The 100% tariff might not directly impact India’s generic exports, but it sends a clear message that the U.S. desires pharmaceutical manufacturing closer to home
U.S. President Donald Trump’s decision to impose tariffs of up to 100% on imports of branded and patented pharmaceuticals, starting October 1, 2025, is unlikely to have a significant impact on the Indian pharmaceutical industry in the near term. Still, the move triggers a warning signal to remain prepared for future policy shifts and to build risk-mitigation strategies, warn experts.
“Starting October 1, 2025, we will be imposing a 100 per cent tariff on any branded or patented pharmaceutical product, unless a company IS BUILDING their pharmaceutical manufacturing plant in America,” Trump posted on his social media platform Truth Social.
Sources indicate that Trump’s current decision is focussed solely on branded or patented pharmaceutical products. Hence, the impact on Indian drugmakers is minimal, as most products exported from India are generics or reverse-engineered versions of patented medicines.

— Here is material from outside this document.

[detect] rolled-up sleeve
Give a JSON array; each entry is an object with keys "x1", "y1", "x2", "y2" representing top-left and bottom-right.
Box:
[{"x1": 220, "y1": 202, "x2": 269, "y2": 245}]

India is the largest pharmaceutical trade partner for the U.S., supplying nearly 47% of the U.S. public’s pharmaceutical requirements in terms of volume. The U.S. is the largest pharmaceutical market in the world, and India is one of the largest exporters of generic drugs; approximately 35% of India’s pharmaceutical exports were to the U.S. market in FY25.
“The proposed 100% tariff on branded and patented pharmaceutical imports is unlikely to have an immediate impact on Indian exports, as the bulk of our contribution lies in simple generics and most large Indian companies already operate U.S. manufacturing or repackaging units and are exploring further acquisitions,” says Namit Joshi, chairman of Pharmaceutical Export Promotion Council of India (Pharmexcil). However, it is prudent to remain prepared for future policy shifts and to build risk-mitigation strategies, he adds.

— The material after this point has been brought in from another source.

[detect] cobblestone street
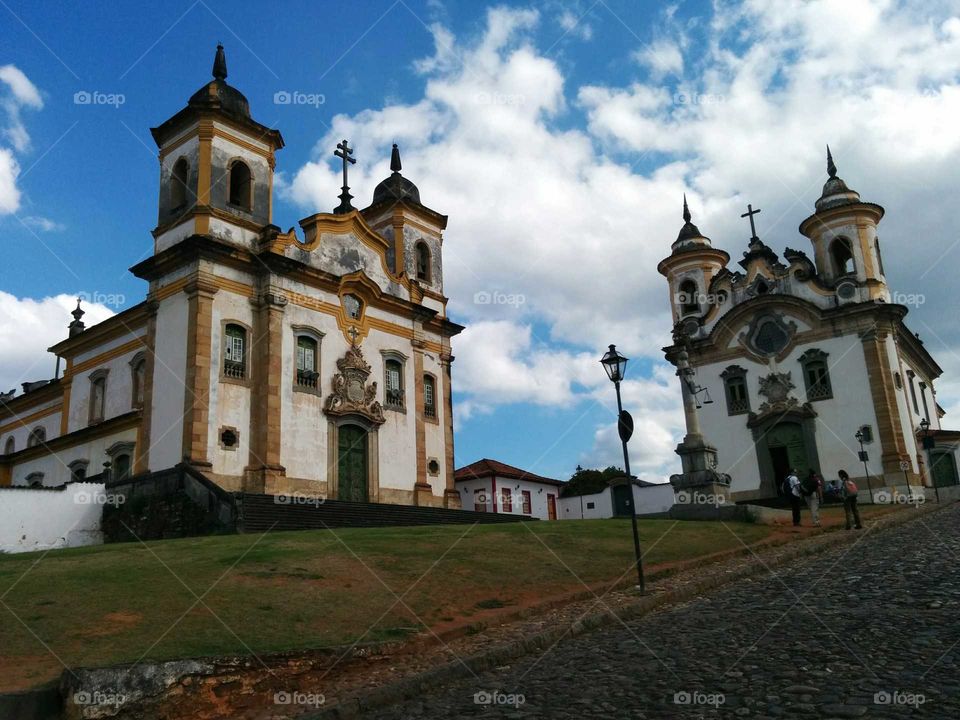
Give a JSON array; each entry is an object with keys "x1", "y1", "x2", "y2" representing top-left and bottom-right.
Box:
[{"x1": 376, "y1": 505, "x2": 960, "y2": 719}]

Sources say the decision puts Big Pharma, which makes only high-value branded and patented drugs, into a crisis, especially European multinationals. The Global Trade Research Initiative (GTRI) reports that total pharmaceutical imports into the U.S. were worth $212.82 billion in 2024. Of this, Ireland accounted for $50.35 billion (23.66%), Switzerland for $19.03 billion (8.94%), and Germany for $17.24 billion (8.10%).
Major German-headquartered companies include Merck, Bayer, Boehringer Ingelheim, BioNTech, Stada, and Fresenius. Major Swiss-headquartered pharmaceutical companies include Roche, Novartis, and Lonza. Another non-U.S. pharmaceutical MNC, GSK, is based in the U.K.
Compared to that, India’s drug trade with the U.S. was worth only $12.73 billion—5.98% of that country's total imports. India has the second-highest U.S. Food and Drug Administration (USFDA)-approved pharmaceutical manufacturing facilities worldwide (499), second only to the U.S. (530). Globally, there are only 2013 USFDA-approved facilities. Outside India and the U.S., the entire Europe has only 460 facilities. China has 340, followed by Canada at 60, Japan at 35, Switzerland at 35, and others at 98, says a recent CareEdge data.
Looking ahead, India will need to reinforce its cost-efficiency advantage in bulk drugs and active pharmaceutical ingredients (APIs)—an area where the U.S. is likely to favour India over other suppliers—and simultaneously invest in next-generation opportunities such as complex generics, peptides, biosimilars, and CAR-T therapies. “Generics will remain relevant, but will gradually mature; optimising costs and capabilities in these emerging categories will shape the next phase of growth,” says Namit Joshi.
The 100% tariff might not directly impact India’s generic exports, but it sends a clear message that the U.S. desires pharmaceutical manufacturing closer to home, says Hari Kiran Cherddi, managing director, HRV Global Lifesciences. “For Indian pharma players venturing into complex generics, biosimilars, and patented products, this is a serious threat of margin compression as well as market access barriers. It emphasises the need to diversify markets, create resilience in supply chains, and also to adopt active diplomacy to secure India’s pharma leadership,” he says.
Arushi Jain, director of Akums Drugs and Pharmaceuticals, says that despite ongoing uncertainty about future tariff plans for complex medicines (which is now a major focus area for leading Indian drug companies), they are currently not under the purview of the tariffs to be imposed, as the bulk of them are generics.